Student loan debt is second only to mortgage debt for American families. Now is not the time to add to student loan debt by allowing the interest rate on need-based student loans to double. I am pleased to introduce the Student Loan Affordability Act with my colleagues Senator Al Franken, Senator Sheldon Whitehouse, Senator Debbie Stabenow, Senator Sherrod Brown, and Senator Bernie Sanders to maintain the current 3.4 percent interest rate for the next 2 years, as we work towards a long-term solution in the reauthorization of the Higher Education Act.

Last Congress, we narrowly averted a doubling of the interest rate on need-based student loans. It took thousands of calls, letters, and rallies from students and parents across the country and our concerted effort to negotiate a bipartisan solution. However, we were only able to get a temporary, 1-year fix.

The budget passed by the House Republicans assumes a doubling of the interest rate. In stark contrast, the budget resolution we passed last month accommodates legislation to keep rates low.

We need to come together to develop long-term solutions to the growing burden of student loan debt, the rising cost of college, and the need to improve higher education outcomes so that students complete their degrees and get the full benefit of their investment in education. Everyone agrees that college costs are too high and climbing higher. Families will be priced out of a college education, even with grants and loans, if we do not take real action on curbing cost increases.

What we can do right now is reassure students and families that we will not allow the interest rate to double this July at a time when interest rates are at historic lows.

Student loan debt affects millions of Americans.
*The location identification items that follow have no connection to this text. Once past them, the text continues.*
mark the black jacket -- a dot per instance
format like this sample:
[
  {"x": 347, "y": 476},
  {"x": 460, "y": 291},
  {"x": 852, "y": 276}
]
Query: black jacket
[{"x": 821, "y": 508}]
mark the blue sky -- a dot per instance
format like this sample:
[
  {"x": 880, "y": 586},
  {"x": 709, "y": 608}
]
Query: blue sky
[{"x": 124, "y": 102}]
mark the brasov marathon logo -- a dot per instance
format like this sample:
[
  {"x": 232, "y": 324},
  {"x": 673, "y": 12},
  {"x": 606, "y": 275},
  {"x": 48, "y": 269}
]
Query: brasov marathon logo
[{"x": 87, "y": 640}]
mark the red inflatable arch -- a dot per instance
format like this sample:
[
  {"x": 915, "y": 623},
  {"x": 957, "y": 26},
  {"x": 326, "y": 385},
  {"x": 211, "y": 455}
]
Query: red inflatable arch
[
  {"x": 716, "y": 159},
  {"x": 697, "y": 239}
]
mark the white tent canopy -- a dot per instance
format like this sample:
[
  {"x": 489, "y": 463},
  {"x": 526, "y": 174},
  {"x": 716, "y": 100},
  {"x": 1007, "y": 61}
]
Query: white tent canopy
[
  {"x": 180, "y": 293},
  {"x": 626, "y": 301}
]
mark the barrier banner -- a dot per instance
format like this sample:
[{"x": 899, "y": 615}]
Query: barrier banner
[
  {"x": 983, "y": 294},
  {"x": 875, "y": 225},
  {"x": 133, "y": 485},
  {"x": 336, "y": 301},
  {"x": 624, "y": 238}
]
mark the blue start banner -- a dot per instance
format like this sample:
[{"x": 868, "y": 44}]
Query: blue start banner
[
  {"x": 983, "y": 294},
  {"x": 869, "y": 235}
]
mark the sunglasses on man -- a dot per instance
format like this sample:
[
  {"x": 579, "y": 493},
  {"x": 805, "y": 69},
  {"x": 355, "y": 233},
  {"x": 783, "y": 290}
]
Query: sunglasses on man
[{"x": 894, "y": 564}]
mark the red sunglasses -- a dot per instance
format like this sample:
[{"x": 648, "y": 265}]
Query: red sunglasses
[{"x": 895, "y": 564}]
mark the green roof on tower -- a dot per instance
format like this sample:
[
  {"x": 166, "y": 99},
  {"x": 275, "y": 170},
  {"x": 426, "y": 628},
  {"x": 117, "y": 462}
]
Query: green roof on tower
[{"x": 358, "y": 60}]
Two-thirds of the class of 2011 graduated owing student loans, with an average debt of $26,000. Student loan debt has passed the $1 trillion mark--exceeding credit card debt. Moreover, the students and families we are trying to help with the Student Loan Affordability Act have demonstrated economic need. Indeed, approximately 60 percent of the dependent students who qualify for subsidized loans come from families with incomes of less than $60,000.

The question before us is will we make the student loan debt burden worse by allowing interest rates to double or will we take action to protect low and moderate income students.

We need to act fast. July 1 is only 81 days away. I urge all our colleagues to join us in supporting the Student Loan Affordability Act.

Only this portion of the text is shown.